Kadis Penanaman Modal dan Pelayanan Perizinan Terpadu Satu Pintu Tapteng, Jonnedy Marbun, mengungkapkan, penghentian dilakukan setelah tim FPR menemukan adanya perusakan tanaman mangrove di lokasi tersebut.
“Pembangunan perumahan tersebut dinilai tidak sesuai Perda Kabupaten Tapteng nomor 8 tentang Rencana Tata Ruang Wilayah (RTRW) tahun 2013-2033,” kata Jonnedy, Jumat (20/6/2025).
Jonnedy menjelaskan, penghentian ini merupakan tindak lanjut dari hasil peninjauan lapangan yang dilakukan tim FPR Kabupaten Tapteng.

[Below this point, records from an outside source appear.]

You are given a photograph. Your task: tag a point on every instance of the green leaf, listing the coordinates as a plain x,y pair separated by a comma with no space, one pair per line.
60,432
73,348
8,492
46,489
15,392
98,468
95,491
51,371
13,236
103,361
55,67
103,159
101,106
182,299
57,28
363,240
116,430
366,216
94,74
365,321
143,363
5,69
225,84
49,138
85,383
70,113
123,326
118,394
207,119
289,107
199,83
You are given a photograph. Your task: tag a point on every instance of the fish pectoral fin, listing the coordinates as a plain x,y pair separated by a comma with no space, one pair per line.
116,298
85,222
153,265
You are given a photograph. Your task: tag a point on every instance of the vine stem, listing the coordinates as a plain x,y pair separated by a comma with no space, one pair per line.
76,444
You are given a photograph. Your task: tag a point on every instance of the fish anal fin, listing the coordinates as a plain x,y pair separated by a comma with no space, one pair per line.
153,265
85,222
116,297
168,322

“Tim FPR telah memasang spanduk pemberhentian sementara dan garis polisi pamong praja di lokasi perumahan tersebut,” kata Jonnedy.
Menurut Jonnedy, hal ini tidak sesuai visi misi bupati yang ingin membangun Tapteng naik kelas, adil untuk semua, lestari dan berkeadaban. Sedangkan misinya, mengelola sumber daya alam dan potensi alam, baik sektor kelautan, perkebunan, pertanian, perikanan, hutan, sungai, maupun sumber daya energi terbarukan secara optimal dengan memperhatikan prinsip pembangunan berkelanjutan dan kelestarian lingkungan hidup.
Makanya, Bupati Tapteng meminta secara tegas agar pengusaha perumahan tersebut untuk menanam kembali mangrove yang telah dirusak.
“Pemerintah Kabupaten Tapteng tidak melarang siapa pun untuk berinvestasi, asalkan usaha yang dilakukan sesuai peraturan yang berlaku,” katanya, seperti dikutip dari medanbisnisdaily.com, Sabtu (21/6/2025) pagi.